Erscheint auf jeder Held:innenreise ein Mentor oder eine Mentorin?

Nach Joseph Campbell schon. Im Fall von Luke Skywalker ist das Yoda. Der Reisende kann sich seine:n Mentor:in aber in jeder denkbaren Gestalt vorstellen – als mythisches Wesen, zotteliges Tier oder einen Freund.

Über wie viele hypnotische Sitzungen erstreckt sich eine Held:innenreise?

Das ist ganz unterschiedlich. Sie kann sich innerhalb von einer Sitzung abspielen, aber genauso mehrere in Anspruch nehmen.
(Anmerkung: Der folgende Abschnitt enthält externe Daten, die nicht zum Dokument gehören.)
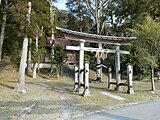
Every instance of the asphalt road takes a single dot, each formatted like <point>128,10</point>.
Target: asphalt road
<point>144,111</point>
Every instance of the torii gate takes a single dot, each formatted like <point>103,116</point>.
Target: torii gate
<point>85,37</point>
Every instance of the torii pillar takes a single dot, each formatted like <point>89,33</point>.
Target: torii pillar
<point>81,64</point>
<point>117,64</point>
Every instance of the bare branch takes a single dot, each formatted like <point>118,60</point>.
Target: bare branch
<point>106,2</point>
<point>90,9</point>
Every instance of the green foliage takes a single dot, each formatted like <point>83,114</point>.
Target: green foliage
<point>59,55</point>
<point>146,48</point>
<point>38,55</point>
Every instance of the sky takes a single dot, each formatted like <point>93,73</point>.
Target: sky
<point>61,5</point>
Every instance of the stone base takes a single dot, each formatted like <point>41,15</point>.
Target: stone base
<point>131,91</point>
<point>75,87</point>
<point>86,93</point>
<point>80,90</point>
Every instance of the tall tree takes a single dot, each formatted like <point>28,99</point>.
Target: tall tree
<point>146,47</point>
<point>3,9</point>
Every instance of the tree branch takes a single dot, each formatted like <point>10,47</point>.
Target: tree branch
<point>90,9</point>
<point>106,2</point>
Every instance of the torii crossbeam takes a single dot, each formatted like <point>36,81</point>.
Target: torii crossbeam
<point>85,37</point>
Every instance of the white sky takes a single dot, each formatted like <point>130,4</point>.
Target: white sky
<point>61,5</point>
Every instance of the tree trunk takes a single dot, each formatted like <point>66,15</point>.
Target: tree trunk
<point>29,61</point>
<point>35,70</point>
<point>152,80</point>
<point>21,78</point>
<point>2,33</point>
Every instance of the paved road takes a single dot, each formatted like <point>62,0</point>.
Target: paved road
<point>145,111</point>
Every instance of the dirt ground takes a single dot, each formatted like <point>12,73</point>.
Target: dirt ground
<point>52,99</point>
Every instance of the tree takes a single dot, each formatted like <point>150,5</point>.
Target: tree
<point>3,10</point>
<point>146,47</point>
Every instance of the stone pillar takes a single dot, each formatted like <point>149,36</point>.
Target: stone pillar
<point>99,67</point>
<point>130,78</point>
<point>86,80</point>
<point>76,78</point>
<point>109,76</point>
<point>117,64</point>
<point>81,66</point>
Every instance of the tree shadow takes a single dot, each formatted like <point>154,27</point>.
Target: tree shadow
<point>4,85</point>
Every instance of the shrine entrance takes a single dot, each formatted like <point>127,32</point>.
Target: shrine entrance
<point>98,39</point>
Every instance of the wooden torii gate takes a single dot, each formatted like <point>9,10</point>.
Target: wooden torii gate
<point>85,37</point>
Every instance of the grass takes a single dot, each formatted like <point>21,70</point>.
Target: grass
<point>52,89</point>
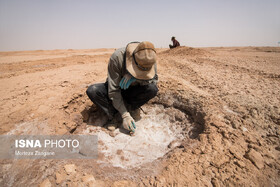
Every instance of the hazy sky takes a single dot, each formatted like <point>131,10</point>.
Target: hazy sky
<point>84,24</point>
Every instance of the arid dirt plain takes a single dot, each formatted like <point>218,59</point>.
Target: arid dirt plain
<point>219,107</point>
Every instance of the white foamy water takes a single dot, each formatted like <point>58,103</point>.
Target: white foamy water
<point>153,134</point>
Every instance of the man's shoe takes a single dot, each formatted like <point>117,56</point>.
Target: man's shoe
<point>136,114</point>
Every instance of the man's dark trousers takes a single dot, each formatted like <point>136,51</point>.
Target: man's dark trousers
<point>135,96</point>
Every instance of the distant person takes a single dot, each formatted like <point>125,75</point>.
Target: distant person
<point>175,43</point>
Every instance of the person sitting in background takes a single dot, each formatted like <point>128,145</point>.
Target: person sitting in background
<point>175,43</point>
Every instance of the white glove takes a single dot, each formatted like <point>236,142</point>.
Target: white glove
<point>126,81</point>
<point>128,122</point>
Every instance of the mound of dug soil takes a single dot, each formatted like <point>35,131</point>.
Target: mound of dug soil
<point>185,51</point>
Meiner Erfahrung nach braucht es eine Sitzung, um das Ziel herauszukristallisieren und dann weitere zwei bis drei Sitzungen für die Reise selbst.

Was steht am Ende der Reise?

Im besten Fall ist der Reisende sich näher gekommen – er hat Widerstände überwunden, also das, was im Film Gefahren sind, und ist gestärkt aus ihnen hervorgegangen.

Jörg Leupold

hat Theater und Filmwissenschaft sowie Psychologie und Philosophie an der FU Berlin studiert. Anschließend hat er sich zum systematischen Organisationsberater ausgebildet, seitdem begleitet er verschiedene Unternehmen auf ihrem Weg in die Digitalisierung. Am Zustand der Hypnose fasziniert den ausgebildeten Hypnocoach, dass die Trance einem Film gleicht, in dem man Zuschauender und Regieführender zugleich ist und Veränderung sehr einfach und sehr sinnlich initiieren kann.

Future Dreaming Lab

Jörg Leupold hat das „Future Dreaming Lab“ gegründet. Ein Ort, an dem individuelle und kollektive Zukünfte mit der Kraft der Hypnose erträumt werden.